Carl Schuette

No. 74, 23, 17
- Positions: Linebacker, center, defensive back

Personal information
- Born: April 4, 1922 Sheboygan, Wisconsin, U.S.
- Died: December 9, 1975 (aged 53) Boston, Massachusetts, U.S.
- Listed height: 6 ft 1 in (1.85 m)
- Listed weight: 206 lb (93 kg)

Career information
- High school: Sheboygan Central
- College: Marquette (1942, 1946-1947)
- NFL draft: 1947: 22nd round, 196th overall pick

Career history

Playing
- Buffalo Bills (1948-1949); Green Bay Packers (1950–1951);

Coaching
- Hamilton Tiger-Cats (1969–1970) Assistant coach;

Career NFL/AAFC statistics
- Games played: 48
- Games started: 12
- Fumble recoveries: 3
- Interceptions: 5
- Total touchdowns: 1
- Stats at Pro Football Reference

= Carl Schuette =

American football player and coach (1922–1975)

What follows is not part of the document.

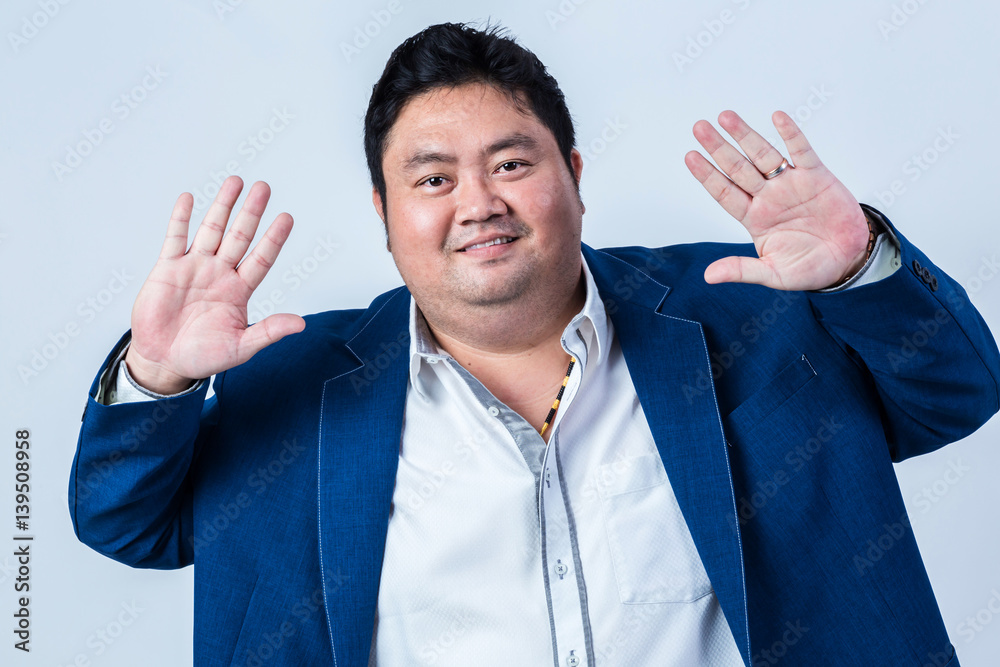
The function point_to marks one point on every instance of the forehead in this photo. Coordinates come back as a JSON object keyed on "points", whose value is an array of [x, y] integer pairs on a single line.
{"points": [[471, 116]]}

Charles William "Carl" Schuette (April 4, 1922 – 1975) was an American football player and coach. He played linebacker in the All-America Football Conference (AAFC) and National Football League (NFL) for the Buffalo Bills and Green Bay Packers from 1948 to 1951. He played college football at Marquette University.

==Biography==
Schuette was on April 4, 1922, in Sheboygan, Wisconsin. He later coached football at Marquette, Brown University, Colgate University, the United States Naval Academy, Harvard University, and with the Saskatchewan Roughriders and Hamilton Tiger-Cats of the Canadian Football League (CFL).